Key Responsibilities
• Develop and maintain data ingestion pipelines that integrate data from multiple source systems.
• Design, build, and optimize ETL/ELT pipelines using Databricks, PySpark, and SQL.
• Implement and support Medallion Architecture layers, including Bronze, Silver, and Gold data models.
• Ensure data quality, validation, and consistency across data pipelines and datasets.
• Monitor, troubleshoot, and resolve data pipeline execution issues.
• Optimize pipeline performance, scalability, and reliability to support enterprise data workloads.
• Work with structured and semi-structured data formats from diverse source systems.
• Support data transformation, cleansing, enrichment, and integration activities.
• Collaborate with data analysts, data scientists, and business stakeholders to support analytics requirements.
• Maintain technical documentation related to data pipelines, architectures, and processes.
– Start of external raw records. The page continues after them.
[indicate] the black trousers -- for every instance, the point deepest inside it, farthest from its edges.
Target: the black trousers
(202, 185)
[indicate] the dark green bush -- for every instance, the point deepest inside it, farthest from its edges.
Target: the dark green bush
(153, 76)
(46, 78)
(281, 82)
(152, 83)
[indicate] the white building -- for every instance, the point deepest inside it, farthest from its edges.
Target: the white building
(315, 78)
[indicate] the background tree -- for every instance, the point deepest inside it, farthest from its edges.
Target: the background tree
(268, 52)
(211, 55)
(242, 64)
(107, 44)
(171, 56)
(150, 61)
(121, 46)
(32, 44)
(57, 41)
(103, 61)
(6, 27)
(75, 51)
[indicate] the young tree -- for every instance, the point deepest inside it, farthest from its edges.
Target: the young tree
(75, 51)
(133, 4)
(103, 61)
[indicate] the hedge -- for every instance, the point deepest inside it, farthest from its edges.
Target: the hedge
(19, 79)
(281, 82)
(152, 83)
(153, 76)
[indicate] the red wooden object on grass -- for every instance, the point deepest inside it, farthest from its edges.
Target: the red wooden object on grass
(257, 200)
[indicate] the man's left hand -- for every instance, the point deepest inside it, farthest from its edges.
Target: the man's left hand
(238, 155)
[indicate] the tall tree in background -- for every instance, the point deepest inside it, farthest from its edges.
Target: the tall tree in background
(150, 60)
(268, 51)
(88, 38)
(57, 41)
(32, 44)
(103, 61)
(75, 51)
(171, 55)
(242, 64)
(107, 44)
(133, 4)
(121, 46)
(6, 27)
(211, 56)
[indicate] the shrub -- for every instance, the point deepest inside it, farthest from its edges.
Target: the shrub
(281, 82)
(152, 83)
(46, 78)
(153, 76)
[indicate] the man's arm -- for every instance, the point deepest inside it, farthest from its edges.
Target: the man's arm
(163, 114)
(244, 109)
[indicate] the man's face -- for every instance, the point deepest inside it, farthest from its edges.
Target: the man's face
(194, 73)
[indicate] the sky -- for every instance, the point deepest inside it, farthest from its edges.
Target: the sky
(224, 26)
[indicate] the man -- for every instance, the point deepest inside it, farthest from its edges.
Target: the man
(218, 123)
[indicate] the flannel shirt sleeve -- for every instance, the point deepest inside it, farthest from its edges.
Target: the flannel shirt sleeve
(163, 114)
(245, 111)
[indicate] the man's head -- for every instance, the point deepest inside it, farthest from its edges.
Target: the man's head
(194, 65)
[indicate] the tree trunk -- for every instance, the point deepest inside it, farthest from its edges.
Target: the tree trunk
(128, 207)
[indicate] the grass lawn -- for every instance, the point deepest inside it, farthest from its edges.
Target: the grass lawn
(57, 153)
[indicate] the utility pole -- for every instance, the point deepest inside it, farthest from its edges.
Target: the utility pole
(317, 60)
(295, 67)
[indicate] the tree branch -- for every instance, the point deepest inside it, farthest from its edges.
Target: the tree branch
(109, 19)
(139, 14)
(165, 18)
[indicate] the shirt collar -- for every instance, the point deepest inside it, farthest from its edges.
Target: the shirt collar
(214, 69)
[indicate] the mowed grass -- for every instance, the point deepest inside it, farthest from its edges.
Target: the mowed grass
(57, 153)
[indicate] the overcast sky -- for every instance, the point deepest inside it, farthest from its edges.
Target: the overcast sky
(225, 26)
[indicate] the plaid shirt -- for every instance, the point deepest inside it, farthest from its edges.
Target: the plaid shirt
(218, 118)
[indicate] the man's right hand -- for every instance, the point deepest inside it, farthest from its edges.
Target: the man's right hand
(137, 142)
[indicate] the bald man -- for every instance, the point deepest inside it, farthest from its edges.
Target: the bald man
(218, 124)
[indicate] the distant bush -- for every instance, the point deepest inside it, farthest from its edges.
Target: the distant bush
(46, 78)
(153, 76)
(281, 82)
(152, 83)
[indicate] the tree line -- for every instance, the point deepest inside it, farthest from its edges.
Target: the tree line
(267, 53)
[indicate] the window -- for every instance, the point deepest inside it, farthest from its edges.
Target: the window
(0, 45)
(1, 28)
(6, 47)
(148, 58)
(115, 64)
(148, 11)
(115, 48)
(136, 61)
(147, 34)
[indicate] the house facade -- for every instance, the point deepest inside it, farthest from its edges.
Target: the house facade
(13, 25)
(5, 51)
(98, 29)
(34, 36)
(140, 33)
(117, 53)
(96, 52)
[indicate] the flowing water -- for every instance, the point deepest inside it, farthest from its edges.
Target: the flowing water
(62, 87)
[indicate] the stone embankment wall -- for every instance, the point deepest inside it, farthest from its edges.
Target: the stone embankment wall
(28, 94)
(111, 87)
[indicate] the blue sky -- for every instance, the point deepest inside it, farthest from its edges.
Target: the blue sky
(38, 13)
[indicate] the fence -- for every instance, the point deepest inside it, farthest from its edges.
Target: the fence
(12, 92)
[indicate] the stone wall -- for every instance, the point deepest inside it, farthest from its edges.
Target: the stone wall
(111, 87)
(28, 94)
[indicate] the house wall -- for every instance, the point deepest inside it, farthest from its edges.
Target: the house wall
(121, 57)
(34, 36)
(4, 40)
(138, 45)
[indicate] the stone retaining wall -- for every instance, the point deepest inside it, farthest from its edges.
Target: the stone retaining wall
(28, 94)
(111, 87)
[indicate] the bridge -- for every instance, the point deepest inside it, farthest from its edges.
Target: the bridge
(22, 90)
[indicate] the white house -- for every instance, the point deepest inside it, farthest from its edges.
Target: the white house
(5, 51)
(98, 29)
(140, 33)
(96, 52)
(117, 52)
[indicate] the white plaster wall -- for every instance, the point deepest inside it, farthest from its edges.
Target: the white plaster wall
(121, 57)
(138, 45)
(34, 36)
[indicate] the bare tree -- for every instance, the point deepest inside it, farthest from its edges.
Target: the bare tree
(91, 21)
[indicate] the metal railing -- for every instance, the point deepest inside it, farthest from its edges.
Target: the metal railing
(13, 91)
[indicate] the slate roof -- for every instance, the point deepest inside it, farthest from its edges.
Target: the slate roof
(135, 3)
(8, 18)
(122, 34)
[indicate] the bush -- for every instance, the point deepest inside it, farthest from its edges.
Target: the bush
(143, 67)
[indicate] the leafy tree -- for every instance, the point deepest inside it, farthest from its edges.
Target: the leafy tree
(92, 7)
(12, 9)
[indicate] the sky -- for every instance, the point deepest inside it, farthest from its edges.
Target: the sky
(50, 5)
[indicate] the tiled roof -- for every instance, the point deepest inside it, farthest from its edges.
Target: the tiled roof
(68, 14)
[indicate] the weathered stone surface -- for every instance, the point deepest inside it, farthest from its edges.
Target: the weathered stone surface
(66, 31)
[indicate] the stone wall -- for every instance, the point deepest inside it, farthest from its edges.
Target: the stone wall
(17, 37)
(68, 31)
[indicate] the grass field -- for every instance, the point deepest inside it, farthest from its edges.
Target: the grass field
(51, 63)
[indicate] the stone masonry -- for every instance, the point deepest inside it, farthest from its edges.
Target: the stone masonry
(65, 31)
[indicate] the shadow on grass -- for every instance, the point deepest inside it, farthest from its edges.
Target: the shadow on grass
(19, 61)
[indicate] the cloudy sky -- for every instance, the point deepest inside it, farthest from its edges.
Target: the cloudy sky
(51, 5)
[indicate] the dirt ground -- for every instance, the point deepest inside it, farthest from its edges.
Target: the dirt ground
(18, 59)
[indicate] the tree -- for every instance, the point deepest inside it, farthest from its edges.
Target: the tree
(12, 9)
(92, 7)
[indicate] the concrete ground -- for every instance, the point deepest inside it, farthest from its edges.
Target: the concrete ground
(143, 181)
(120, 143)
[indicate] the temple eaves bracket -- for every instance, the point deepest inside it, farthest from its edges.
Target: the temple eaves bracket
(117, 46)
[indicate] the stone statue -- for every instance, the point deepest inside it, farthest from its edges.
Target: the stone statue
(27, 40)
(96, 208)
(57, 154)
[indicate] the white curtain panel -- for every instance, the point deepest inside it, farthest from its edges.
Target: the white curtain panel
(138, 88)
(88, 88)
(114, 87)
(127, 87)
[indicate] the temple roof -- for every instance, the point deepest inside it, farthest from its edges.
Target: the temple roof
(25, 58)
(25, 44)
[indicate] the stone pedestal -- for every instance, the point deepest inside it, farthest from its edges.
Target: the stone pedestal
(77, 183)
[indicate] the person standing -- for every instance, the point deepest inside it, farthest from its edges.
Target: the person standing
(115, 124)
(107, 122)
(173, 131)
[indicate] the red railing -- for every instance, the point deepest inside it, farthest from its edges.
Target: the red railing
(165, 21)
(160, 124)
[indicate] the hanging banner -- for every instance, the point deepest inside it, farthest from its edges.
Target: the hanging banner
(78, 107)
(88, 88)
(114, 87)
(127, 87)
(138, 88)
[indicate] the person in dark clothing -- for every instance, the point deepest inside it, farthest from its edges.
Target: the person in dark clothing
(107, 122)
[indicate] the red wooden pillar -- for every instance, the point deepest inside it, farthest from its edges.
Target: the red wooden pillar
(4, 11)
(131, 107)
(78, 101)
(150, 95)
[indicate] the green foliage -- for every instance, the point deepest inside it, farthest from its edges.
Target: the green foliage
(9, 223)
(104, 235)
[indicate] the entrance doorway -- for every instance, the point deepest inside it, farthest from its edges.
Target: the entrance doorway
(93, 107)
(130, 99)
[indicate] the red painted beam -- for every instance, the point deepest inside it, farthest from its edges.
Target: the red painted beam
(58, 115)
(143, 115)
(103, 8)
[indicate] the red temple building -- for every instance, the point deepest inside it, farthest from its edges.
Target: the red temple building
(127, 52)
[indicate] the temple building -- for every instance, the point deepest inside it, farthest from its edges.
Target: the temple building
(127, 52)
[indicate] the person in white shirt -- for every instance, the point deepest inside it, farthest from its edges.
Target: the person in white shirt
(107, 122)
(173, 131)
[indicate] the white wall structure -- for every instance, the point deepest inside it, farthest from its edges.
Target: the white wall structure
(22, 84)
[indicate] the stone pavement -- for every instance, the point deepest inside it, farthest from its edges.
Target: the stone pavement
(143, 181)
• Follow data engineering best practices for performance, security, governance, and operational support.
• Participate in code reviews, testing, and continuous improvement initiatives.
Required Qualifications
• 6+ years of experience in Data Engineering.
• Hands-on experience with Databricks and Apache Spark.
• Strong programming experience with Python.
• Strong SQL development and query optimization skills.
• Experience designing, developing, and maintaining ETL/ELT pipelines.
• Experience implementing and supporting Delta Lake architectures.
• Understanding of distributed data processing systems and large-scale data platforms.
• Experience working with structured and semi-structured data formats.
• Strong troubleshooting, performance tuning, and problem-solving skills.
• Experience monitoring and supporting production data pipelines.
• Ability to work effectively in a collaborative team environment.
• Strong communication and documentation skills.
Preferred Qualifications
• Experience implementing Medallion Architecture (Bronze, Silver, Gold) within Databricks environments.
• Experience working with cloud-based data platforms and modern data lake architectures.
• Experience supporting enterprise analytics, reporting, and business intelligence initiatives.
• Knowledge of data governance, data quality, and data lifecycle management best practices.
• Experience working in Agile development environments.